Rabu, 27 Januari 2021 | 04:13
NEWS

Kegiatan Para Penyelam di Waktu Senggang

Kegiatan Para Penyelam di Waktu Senggang
Penyelam Indonesian Divers Rescue Team. (Dok. pribadi)

ASKARA - Penyelam profesional Indonesian Divers Rescue Team (IDRT) Hendrata Yudha mengatakan bahwa batas waktu operasi pencarian korban dan puing Sriwijaya Air SJ182 di bawah air hanya 30 menit.

Dia menceritakan, selama berada di dalam air, semua panca indera menjadi sensitif. Terlebih, jarak pandang hanya sekitar 1 meter. 

"Di bawah air itu kita maksimal 30 menit, sehari ada tiga kali penyelaman. Jadi, ada waktu istirahat misalnya jam sembilan mulai penyelaman 30 menit," katanya saat berbincang dengan Askara, Rabu (13/1).

Untuk waktu istirahat selepas melakukan penyelaman biasanya membutuhkan kurang lebih dua jam. Operasi SAR umumnya dilakukan dari pagi hingga sore hari. 

"Istirahat kita baru mulai lagi jam 11, istirahat lagi sekitar dua jam baru nyebur lagi. Itu yang setiap hari kita lakukan," tutur Hendrata Yudha. 

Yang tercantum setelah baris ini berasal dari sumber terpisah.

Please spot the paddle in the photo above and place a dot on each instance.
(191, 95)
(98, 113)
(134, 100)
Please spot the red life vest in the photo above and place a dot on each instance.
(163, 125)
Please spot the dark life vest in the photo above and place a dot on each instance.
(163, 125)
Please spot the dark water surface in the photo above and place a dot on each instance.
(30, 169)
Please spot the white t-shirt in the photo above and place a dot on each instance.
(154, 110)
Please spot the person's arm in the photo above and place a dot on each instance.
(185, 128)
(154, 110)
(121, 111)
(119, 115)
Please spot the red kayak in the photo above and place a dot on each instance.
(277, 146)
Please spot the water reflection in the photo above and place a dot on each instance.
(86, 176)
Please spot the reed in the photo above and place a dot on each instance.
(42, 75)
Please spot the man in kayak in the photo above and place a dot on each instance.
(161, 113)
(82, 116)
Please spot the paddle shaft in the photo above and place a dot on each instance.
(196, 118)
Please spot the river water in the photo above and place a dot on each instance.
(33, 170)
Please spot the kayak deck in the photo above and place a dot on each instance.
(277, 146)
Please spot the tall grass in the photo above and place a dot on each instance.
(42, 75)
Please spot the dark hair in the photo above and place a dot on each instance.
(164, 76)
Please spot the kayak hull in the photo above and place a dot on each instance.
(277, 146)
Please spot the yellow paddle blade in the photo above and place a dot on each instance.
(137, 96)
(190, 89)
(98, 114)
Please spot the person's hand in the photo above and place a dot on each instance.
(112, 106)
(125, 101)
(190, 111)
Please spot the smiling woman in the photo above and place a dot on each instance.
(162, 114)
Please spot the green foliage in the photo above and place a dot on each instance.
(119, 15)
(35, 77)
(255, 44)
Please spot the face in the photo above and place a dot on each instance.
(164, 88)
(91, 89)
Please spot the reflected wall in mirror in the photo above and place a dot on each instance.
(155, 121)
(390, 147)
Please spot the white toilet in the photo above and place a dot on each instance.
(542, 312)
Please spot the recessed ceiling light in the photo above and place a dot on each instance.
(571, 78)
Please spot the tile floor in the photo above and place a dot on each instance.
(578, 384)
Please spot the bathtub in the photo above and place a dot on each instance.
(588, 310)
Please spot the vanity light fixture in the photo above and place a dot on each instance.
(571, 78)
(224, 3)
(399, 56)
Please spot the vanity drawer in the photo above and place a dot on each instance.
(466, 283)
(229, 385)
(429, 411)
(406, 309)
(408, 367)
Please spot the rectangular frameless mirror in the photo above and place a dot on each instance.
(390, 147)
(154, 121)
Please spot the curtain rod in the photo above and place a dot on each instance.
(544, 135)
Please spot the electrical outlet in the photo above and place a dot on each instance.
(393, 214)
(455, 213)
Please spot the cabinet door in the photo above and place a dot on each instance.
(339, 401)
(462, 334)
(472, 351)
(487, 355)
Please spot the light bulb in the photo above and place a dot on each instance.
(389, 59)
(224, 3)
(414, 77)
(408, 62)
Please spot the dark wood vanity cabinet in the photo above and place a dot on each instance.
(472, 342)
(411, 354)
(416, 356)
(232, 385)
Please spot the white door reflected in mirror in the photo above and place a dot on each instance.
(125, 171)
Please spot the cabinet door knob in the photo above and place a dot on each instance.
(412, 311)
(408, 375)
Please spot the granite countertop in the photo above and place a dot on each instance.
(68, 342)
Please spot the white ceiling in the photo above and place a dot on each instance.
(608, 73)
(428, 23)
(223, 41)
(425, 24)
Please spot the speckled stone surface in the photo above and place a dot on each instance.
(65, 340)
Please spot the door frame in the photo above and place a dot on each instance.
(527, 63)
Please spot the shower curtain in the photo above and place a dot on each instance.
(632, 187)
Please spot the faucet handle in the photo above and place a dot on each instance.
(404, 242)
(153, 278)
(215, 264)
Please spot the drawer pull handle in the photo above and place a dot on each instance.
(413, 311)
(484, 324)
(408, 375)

Dia pun menceritakan kegiatan para penyelam selama mengisi waktu istirahat. Dari membersihkan alat-alat atau menghilangkan kontaminasi oleh mikroorganisme hingga mengisi bahan bakar kapal. 

"Kalau di kapal kita mengisi tangki. Kedua, bersihkan alat dekontaminasi karena lautannya tercemar oleh bahan bakar bekas pesawat kemudian juga bakteri dari sisa jenazah," jelas Hendrata Yudha. 

Proses evakuasi di bawah air diberlakukan dengan respek dan hormat pada jenazah. Mengingat pihak keluarga sangat menantikan kepastian kondisi korban.

"Kami tak cemaskan suasana bawah air karena kami yakin para korban yang kami tolong sepertinya menyungging senyum menyaksikan kerja relawan kemanusiaan ini," kata Hendrata Yudha. 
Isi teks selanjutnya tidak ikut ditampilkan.